Why does it matter that the model predicts 7% growth in 2020? Well, GDP growth in frontier economies has recently been more like 2% (source). That’s a difference of 1.8 doublings.[8] Another 1.8 doublings gets us to 24% growth.[9] In log-space, Roodman’s model thinks that we’ve already covered half the distance between 2% and 24%.[10]

To put it another way, Roodman’s model falsely thinks we’ve already covered ~half the distance to TAI-growth in log-space.

If in fact we have to travel twice as far through log-space, it will take more than twice as long according to hyperbolic-y models like Roodman’s. That’s because each doubling of growth is predicted to take less long than the last. Roodman’s model thinks we’ve already covered the slowest doublings (from 2% to 4%, 4% to 7%). In its mind, all we have left are the much-quicker doublings from 7 to 14% and 14% to 24%.

How would adjusting for this change the GWP projections? Roughly speaking, it should much more than double the time until 24% growth. Double it because growth has to double twice as many times. Much more than double it because the doublings Roodman’s model omitted will take much longer than the ones it included.

I modelled this a bit more carefully, focussing on the time until we have 30% growth. Roodman’s model’s median prediction for the first year of 30% growth is 2043 - ~20 years away.
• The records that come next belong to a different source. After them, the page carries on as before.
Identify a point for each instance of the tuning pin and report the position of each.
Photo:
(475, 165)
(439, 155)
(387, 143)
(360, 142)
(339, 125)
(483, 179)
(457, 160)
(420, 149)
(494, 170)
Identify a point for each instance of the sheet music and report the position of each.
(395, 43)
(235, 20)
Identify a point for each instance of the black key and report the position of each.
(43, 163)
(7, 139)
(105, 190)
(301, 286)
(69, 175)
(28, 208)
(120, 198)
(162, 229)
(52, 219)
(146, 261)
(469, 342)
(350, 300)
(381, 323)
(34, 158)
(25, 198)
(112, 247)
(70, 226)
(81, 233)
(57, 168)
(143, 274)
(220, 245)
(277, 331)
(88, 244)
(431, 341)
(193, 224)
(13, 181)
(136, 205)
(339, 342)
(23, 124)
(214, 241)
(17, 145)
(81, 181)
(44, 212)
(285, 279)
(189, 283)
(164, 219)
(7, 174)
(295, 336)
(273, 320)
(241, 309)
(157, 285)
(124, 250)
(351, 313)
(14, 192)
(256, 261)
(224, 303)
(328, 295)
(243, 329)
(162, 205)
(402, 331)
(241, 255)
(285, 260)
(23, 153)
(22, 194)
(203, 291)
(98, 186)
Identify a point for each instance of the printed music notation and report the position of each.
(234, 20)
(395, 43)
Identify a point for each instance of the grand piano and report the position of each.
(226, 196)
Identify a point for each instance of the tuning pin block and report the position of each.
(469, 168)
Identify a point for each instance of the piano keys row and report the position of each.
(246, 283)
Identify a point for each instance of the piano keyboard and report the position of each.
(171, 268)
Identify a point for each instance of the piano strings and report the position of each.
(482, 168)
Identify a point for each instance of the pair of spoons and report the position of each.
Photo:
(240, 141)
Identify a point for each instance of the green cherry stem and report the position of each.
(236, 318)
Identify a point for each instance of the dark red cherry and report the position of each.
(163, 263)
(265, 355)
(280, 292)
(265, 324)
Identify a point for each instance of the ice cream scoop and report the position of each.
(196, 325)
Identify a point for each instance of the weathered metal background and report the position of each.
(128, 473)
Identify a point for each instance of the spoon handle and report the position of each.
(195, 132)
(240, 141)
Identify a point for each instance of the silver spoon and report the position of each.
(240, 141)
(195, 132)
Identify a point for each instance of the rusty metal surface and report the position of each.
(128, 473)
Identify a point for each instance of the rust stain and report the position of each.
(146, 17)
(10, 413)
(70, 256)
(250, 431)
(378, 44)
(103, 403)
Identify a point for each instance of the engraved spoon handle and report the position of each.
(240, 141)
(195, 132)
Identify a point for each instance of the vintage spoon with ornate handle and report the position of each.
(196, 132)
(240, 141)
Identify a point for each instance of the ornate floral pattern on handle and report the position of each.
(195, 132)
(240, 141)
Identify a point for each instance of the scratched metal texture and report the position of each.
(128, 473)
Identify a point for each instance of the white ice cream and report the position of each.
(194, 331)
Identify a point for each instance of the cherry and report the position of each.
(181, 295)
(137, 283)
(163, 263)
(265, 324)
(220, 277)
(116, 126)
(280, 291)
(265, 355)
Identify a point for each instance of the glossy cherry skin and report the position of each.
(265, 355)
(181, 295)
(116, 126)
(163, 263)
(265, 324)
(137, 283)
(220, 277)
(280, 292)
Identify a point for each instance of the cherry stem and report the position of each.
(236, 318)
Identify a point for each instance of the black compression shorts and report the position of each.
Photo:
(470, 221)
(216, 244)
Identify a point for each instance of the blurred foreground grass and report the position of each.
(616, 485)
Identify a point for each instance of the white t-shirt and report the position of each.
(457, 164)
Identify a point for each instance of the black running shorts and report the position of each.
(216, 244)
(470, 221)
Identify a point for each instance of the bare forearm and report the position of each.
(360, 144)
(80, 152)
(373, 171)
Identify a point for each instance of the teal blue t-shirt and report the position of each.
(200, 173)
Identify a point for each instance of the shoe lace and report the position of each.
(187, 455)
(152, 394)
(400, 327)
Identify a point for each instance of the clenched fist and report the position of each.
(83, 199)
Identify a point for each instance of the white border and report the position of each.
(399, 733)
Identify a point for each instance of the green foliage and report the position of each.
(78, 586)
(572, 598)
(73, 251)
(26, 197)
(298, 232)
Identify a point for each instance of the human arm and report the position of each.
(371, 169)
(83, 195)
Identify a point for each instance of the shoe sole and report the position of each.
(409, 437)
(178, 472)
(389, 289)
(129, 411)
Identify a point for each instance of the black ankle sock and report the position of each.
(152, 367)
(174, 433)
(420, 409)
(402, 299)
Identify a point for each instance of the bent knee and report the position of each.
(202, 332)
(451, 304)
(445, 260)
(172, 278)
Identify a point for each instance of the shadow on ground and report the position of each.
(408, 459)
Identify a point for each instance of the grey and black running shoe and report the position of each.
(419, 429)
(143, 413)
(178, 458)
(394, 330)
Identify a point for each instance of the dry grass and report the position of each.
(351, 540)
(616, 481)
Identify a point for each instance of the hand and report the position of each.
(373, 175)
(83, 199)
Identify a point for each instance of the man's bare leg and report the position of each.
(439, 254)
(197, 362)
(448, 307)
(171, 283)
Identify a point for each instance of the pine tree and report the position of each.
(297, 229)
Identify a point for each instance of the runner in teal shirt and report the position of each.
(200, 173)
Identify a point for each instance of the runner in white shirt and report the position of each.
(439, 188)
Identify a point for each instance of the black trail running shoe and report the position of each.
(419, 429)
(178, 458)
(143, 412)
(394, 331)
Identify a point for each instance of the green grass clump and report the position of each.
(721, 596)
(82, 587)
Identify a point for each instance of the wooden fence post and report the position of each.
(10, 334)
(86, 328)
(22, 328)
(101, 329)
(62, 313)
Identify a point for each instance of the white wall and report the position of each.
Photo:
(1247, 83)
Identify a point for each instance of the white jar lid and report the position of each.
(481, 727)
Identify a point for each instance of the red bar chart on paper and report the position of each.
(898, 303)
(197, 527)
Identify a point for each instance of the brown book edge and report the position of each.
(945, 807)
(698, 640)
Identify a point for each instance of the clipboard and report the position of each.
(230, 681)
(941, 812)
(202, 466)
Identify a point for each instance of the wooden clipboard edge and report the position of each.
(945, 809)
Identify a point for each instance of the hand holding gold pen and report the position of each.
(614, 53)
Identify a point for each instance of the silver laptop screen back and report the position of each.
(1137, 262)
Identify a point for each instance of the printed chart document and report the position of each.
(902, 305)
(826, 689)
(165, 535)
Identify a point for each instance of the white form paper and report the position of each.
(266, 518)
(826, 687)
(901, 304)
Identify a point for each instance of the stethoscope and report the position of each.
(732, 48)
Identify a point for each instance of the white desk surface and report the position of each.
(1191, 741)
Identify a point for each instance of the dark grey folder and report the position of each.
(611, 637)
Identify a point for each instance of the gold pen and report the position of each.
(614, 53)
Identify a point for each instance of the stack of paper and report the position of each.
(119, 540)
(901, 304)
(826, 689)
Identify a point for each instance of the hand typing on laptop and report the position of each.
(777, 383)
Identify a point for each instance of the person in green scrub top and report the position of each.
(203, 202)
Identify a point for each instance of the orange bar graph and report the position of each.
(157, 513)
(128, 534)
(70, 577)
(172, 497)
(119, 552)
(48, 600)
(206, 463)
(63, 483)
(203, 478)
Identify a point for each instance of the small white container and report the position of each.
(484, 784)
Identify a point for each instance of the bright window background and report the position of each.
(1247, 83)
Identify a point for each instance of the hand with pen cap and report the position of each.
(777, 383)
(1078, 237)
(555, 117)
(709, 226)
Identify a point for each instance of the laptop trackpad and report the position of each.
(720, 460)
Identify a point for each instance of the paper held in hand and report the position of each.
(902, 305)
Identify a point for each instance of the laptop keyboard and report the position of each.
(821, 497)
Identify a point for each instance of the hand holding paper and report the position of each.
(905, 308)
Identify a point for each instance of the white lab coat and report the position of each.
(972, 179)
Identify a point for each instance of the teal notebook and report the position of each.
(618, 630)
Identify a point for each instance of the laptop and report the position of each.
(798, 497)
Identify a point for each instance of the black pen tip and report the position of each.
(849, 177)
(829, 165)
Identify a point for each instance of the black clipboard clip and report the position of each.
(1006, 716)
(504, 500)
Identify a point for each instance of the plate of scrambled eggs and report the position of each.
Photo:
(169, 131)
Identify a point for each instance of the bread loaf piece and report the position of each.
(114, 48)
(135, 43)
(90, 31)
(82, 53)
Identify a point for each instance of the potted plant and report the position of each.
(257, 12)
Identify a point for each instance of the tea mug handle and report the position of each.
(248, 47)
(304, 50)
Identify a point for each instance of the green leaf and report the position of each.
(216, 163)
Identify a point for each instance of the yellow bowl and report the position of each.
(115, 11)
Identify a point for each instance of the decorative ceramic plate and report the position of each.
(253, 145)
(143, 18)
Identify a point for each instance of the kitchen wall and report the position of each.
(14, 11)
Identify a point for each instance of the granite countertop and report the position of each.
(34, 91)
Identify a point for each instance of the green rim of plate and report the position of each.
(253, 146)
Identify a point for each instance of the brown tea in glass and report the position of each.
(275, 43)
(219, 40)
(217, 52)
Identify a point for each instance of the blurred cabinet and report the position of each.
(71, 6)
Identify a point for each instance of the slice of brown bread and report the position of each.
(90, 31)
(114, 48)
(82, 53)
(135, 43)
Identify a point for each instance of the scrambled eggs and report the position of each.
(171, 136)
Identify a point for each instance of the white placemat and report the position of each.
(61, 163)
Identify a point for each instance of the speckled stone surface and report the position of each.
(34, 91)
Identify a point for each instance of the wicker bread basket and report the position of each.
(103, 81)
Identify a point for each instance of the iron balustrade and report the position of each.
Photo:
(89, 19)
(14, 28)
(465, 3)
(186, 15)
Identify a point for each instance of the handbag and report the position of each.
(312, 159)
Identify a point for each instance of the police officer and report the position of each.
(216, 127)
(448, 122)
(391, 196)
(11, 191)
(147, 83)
I tried to adjust the model in two hacky ways, each time forcing it to predict that the growth in 2020 was 2%.[11] I found the median prediction for 30% growth shifts back to ~2110 or later - ~90 years away.[12] The time to 30% much more than doubles.

(The average GWP growth over the last 20 years is ~3.5%. If I set the 2020 growth to 3.5% rather than 2%, the predicted date of explosive growth is delayed to ~2075, ~55 years away.)

In other words, if we adjust Roodman’s model based on what we know to be the current growth rate, its predictions become much more conservative.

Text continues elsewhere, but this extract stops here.